Now imagine running a query like:

				
					SELECT *
  FROM events
 WHERE created_at BETWEEN '2024-01-01' AND '2024-01-31'
 ORDER BY created_at;
				
			

Although the filter is range-based, the hash-sharded index doesn’t help much. The query has to scan index entries across all nodes, gather the results, and perform a global sort, which leads to:

  1. High latency

  2. Inefficient use of indexes

  3. Poor ordering performance

Why PostgreSQL Users Get Caught Off Guard

PostgreSQL users may assume that indexing a timestamp column is always beneficial. But PostgreSQL does not shard index data across multiple nodes — it’s a single-node system. In contrast, YugabyteDB’s distributed architecture changes the game.
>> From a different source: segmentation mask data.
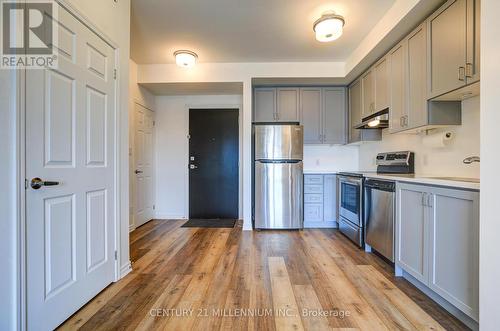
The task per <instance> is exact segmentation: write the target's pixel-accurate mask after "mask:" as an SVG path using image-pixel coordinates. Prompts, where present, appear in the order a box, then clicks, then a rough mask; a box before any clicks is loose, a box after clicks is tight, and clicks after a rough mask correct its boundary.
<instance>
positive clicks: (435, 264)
mask: <svg viewBox="0 0 500 331" xmlns="http://www.w3.org/2000/svg"><path fill="white" fill-rule="evenodd" d="M397 195H398V198H397V199H398V203H397V220H396V265H397V266H398V267H400V268H402V269H403V270H405V271H406V272H407V273H408V274H410V275H412V276H413V277H414V278H416V279H417V280H418V281H420V282H421V283H422V284H424V285H425V286H427V287H428V288H429V289H431V290H432V291H434V292H435V293H436V294H438V295H439V296H441V297H442V298H444V299H445V300H446V301H448V302H449V303H451V304H452V305H454V306H455V307H456V308H458V309H459V310H461V311H462V312H464V313H465V314H466V315H468V316H469V317H471V318H472V319H474V320H476V321H478V315H479V192H476V191H466V190H459V189H448V188H441V187H434V186H424V185H414V184H404V183H398V188H397Z"/></svg>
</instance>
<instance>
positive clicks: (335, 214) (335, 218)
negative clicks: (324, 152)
mask: <svg viewBox="0 0 500 331" xmlns="http://www.w3.org/2000/svg"><path fill="white" fill-rule="evenodd" d="M323 217H324V221H325V223H329V224H335V223H336V222H337V176H336V175H325V176H324V187H323Z"/></svg>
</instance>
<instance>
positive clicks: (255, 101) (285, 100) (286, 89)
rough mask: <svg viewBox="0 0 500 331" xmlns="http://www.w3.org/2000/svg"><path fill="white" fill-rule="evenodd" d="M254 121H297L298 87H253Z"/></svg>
mask: <svg viewBox="0 0 500 331" xmlns="http://www.w3.org/2000/svg"><path fill="white" fill-rule="evenodd" d="M254 122H299V89H298V88H278V89H277V88H265V87H263V88H260V87H259V88H255V89H254Z"/></svg>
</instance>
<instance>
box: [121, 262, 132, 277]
mask: <svg viewBox="0 0 500 331" xmlns="http://www.w3.org/2000/svg"><path fill="white" fill-rule="evenodd" d="M131 271H132V263H130V261H128V262H127V263H125V264H124V265H122V267H121V268H120V279H122V278H123V277H125V276H126V275H128V274H129V273H130V272H131Z"/></svg>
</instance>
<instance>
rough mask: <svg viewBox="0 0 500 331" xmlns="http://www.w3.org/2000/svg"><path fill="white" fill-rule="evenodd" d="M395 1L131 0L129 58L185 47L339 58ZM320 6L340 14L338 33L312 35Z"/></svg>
mask: <svg viewBox="0 0 500 331" xmlns="http://www.w3.org/2000/svg"><path fill="white" fill-rule="evenodd" d="M394 2H395V0H335V1H330V0H168V1H162V0H132V41H131V42H132V44H131V57H132V59H133V60H134V61H136V62H137V63H139V64H145V63H148V64H151V63H173V62H175V61H174V57H173V55H172V54H173V52H174V51H175V50H178V49H189V50H192V51H194V52H196V53H197V54H198V55H199V61H200V62H322V61H328V62H330V61H339V62H344V61H345V60H346V59H347V58H348V57H349V55H350V54H351V53H352V52H353V50H354V49H355V48H356V47H357V46H358V45H359V44H360V43H361V41H362V40H363V38H364V37H365V36H366V35H367V34H368V33H369V32H370V30H371V29H372V28H373V27H374V26H375V24H376V23H377V22H378V21H379V20H380V19H381V18H382V16H383V15H384V14H385V13H386V12H387V11H388V9H389V8H390V7H391V6H392V5H393V4H394ZM326 10H334V11H335V12H336V13H337V14H340V15H342V16H344V17H345V20H346V24H345V28H344V34H343V35H342V37H341V38H340V39H338V40H336V41H334V42H332V43H320V42H317V41H316V40H315V38H314V33H313V31H312V25H313V22H314V21H315V20H316V19H317V18H319V17H320V16H321V14H322V13H323V12H324V11H326Z"/></svg>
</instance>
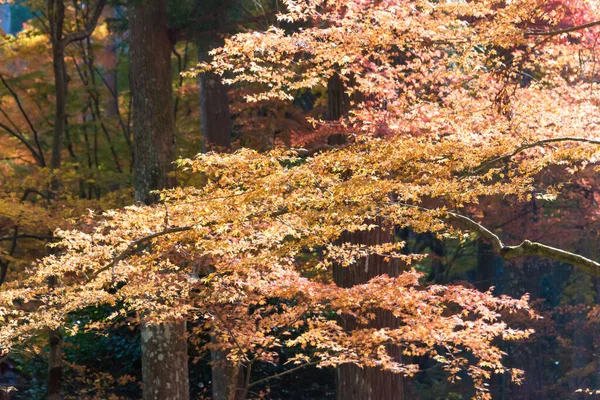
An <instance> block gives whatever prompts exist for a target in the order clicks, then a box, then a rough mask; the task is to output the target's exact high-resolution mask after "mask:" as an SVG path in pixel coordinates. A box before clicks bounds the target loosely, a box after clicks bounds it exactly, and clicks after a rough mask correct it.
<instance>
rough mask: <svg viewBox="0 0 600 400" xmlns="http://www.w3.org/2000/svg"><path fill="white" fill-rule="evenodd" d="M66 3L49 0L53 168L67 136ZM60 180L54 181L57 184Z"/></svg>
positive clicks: (61, 152) (48, 16)
mask: <svg viewBox="0 0 600 400" xmlns="http://www.w3.org/2000/svg"><path fill="white" fill-rule="evenodd" d="M64 19H65V5H64V3H63V0H48V24H49V28H50V43H51V44H52V70H53V72H54V86H55V89H54V91H55V95H56V111H55V115H54V131H53V134H52V156H51V160H50V168H51V169H53V170H54V169H59V168H60V165H61V153H62V146H63V141H64V137H65V127H66V118H67V94H68V77H67V66H66V64H65V44H64V42H63V24H64ZM57 184H58V181H56V180H55V181H54V182H53V186H57Z"/></svg>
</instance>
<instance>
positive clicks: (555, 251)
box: [447, 212, 600, 276]
mask: <svg viewBox="0 0 600 400" xmlns="http://www.w3.org/2000/svg"><path fill="white" fill-rule="evenodd" d="M447 214H448V216H449V217H451V218H452V219H454V220H457V221H460V222H461V223H463V224H464V225H465V226H466V227H468V228H469V229H471V230H473V231H474V232H477V233H478V234H479V235H480V236H481V237H483V238H484V239H486V240H488V241H490V242H491V244H492V247H493V248H494V251H495V252H496V253H497V254H498V255H500V256H501V257H502V258H504V259H507V260H510V259H513V258H519V257H527V256H538V257H543V258H546V259H549V260H554V261H559V262H564V263H567V264H571V265H573V266H575V267H577V268H580V269H582V270H584V271H586V272H588V273H590V274H592V275H595V276H600V263H598V262H596V261H594V260H591V259H589V258H586V257H583V256H580V255H579V254H575V253H571V252H568V251H565V250H561V249H557V248H555V247H551V246H547V245H545V244H541V243H537V242H532V241H530V240H524V241H523V242H522V243H521V244H519V245H518V246H506V245H505V244H504V243H502V240H500V238H499V237H498V236H497V235H496V234H494V233H493V232H492V231H490V230H489V229H487V228H486V227H484V226H483V225H481V224H480V223H478V222H475V221H473V220H472V219H470V218H468V217H465V216H464V215H460V214H456V213H453V212H448V213H447Z"/></svg>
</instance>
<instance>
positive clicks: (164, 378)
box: [142, 320, 190, 400]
Even though the index is built the same way syntactically, YugabyteDB’s default hash-based data and index sharding means that indexing timestamp columns without considering access patterns can cripple performance.

Best Practice: Use Range-Sharded Primary Keys or Indexes for Timestamps

f your access patterns rely on time-based filtering or ordering, consider:

  1. Designing your table so that timestamp is part of the primary key in a way that preserves ordering

  2. Using co-location to keep time-related data together

  3. Avoiding secondary indexes on timestamps unless you’re confident they’ll be efficient for your access patterns

Identify and Fix Hash-Indexed Timestamps

It’s important to audit your indexes to find those built on timestamp or timestamptz columns. These can usually be detected by inspecting index definitions and verifying how they’re distributed.

By identifying and redesigning these indexes, you can dramatically improve performance for range queries and reduce unnecessary overhead in your cluster.

The following query helps identify indexes on timestamp or timestamptz columns that are hash-sharded across nodes. Based on your workload, consider replacing them with range-partitioned alternatives to improve performance. I’ve encapsulated the SQL in a view for easier reuse.

				
					CREATE OR REPLACE VIEW hash_based_timestamp_index_vw AS
SELECT n.nspname AS schema_name,
       t.relname AS table_name,
       i.relname AS index_name,
       a.attname AS column_name,
       pos.n AS index_ordinal_position,
       typ.typname AS column_type,
       pg_get_indexdef((n.nspname || '.' || i.relname)::regclass) AS index_def
  FROM pg_class t
  JOIN pg_namespace n ON t.relnamespace = n.oid
  JOIN pg_index ix ON t.oid = ix.indrelid
  JOIN pg_class i ON i.oid = ix.indexrelid
  JOIN generate_subscripts(ix.indkey, 1) AS pos(n)
    ON true
  JOIN pg_attribute a ON a.attrelid = t.oid
   AND a.attnum = ix.indkey[pos.n]
  JOIN pg_type typ ON a.atttypid = typ.oid
 WHERE t.relkind = 'r'  -- only ordinary tables
   AND a.attnum > 0
   AND typ.typname IN ('timestamp', 'timestamptz')
   AND pg_get_indexdef(i.oid) ILIKE '%' || a.attname || ' HASH%'
 ORDER BY schema_name, table_name, index_name, index_ordinal_position;
				
			

Example:

				
					yugabyte=# CREATE TABLE test(id INT PRIMARY KEY, ts TIMESTAMP);
CREATE TABLE

yugabyte=# CREATE INDEX test_idx1 ON test(ts);
CREATE INDEX

yugabyte=# CREATE INDEX test_idx2 ON test(ts ASC);
CREATE INDEX

yugabyte=# CREATE INDEX test_idx3 ON test(ts, id);
CREATE INDEX

yugabyte=# CREATE INDEX test_idx4 ON test((ts, id));
CREATE INDEX

yugabyte=# SELECT * FROM hash_based_timestamp_index_vw;
 schema_name | table_name | index_name | column_name | index_ordinal_position | column_type |                             index_def
-------------+------------+------------+-------------+------------------------+-------------+-------------------------------------------------------------------
 public      | test       | test_idx1  | ts          |                      0 | timestamp   | CREATE INDEX test_idx1 ON public.test USING lsm (ts HASH)
 public      | test       | test_idx3  | ts          |                      0 | timestamp   | CREATE INDEX test_idx3 ON public.test USING lsm (ts HASH, id ASC)
(2 rows)
				
			

Have Fun!

While hiking in Shenandoah National Park, we saw a sign that read: “Warning: Climbing on, around, or over waterfalls is dangerous.” Apparently, at some point, someone needed that clarified. I can only assume it went poorly.